A few highlights: DMCC55B is data from 55 unrelated young adults. Each participant performed four cognitive control tasks (Stroop, AX-CPT, Cued Task-Switching, and Sternberg Working Memory) while undergoing moderately high-resolution fMRI scanning (MB4, 2.4 mm isotropic voxels, 1.2 s TR). Two runs of each task (one with AP encoding, the other PA), of approximately 12 minutes each (about 1.5 hours of task fMRI per person). There are also scores for the participants on 28 state and trait self-report questionnaires, as well as finger photoplethysmograph and respiration belt recordings collected during scanning.

This manuscript is intended to be the practical introduction to DMCC55B, providing details such as e.g., the file format of questionnaire data, the order in which task stimuli were presented, fMRI preprocessing (fmriprep output is included), and how Stroop responses were collected and scored. The manuscript also contains links and references to materials used for the main DMCC project (e.g., eprime task presentation scripts, code to extract reaction times from the Stroop audio recordings), which may be of interest or use to others in some cases, but likely only in a few specialized instances. A separate manuscript (preprint; accepted version) describes the wider DMCC project, including the theoretical basis for the task design. If some information is confusing or missing, please let me know!

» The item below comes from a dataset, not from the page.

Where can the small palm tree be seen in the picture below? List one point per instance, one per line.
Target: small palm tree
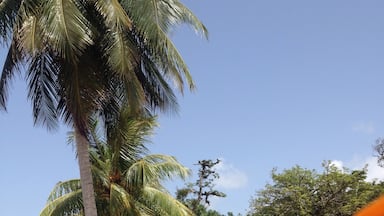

Last, but most definitely not least, I want to highlight the "supplemental" accompanying DMCC55B. This designed to perform and summarize some standard behavioral and quality control analyses, with the intention of the files serving both as an introduction to working with DMCC data (e.g., how do I obtain the onset time of all AX trials?) and analysis tutorials (e.g., of a parcel-wise classification MVPA with surface data). Currently, the best introduction to this material is in the DMCC55B manuscript and the files themselves. The supplemental files are primarily knitr (R and LaTeX); they call afni functions (e.g., 3dTstat) directly when needed, and are entirely "untidy" base R, including base R graphics. (The last bit refers to the different "flavors" of R programming; I only rarely have need to visit the Tidyverse.)

 

 UPDATE 13 September 2021: Added a link to the published version of the DMCC overview manuscript.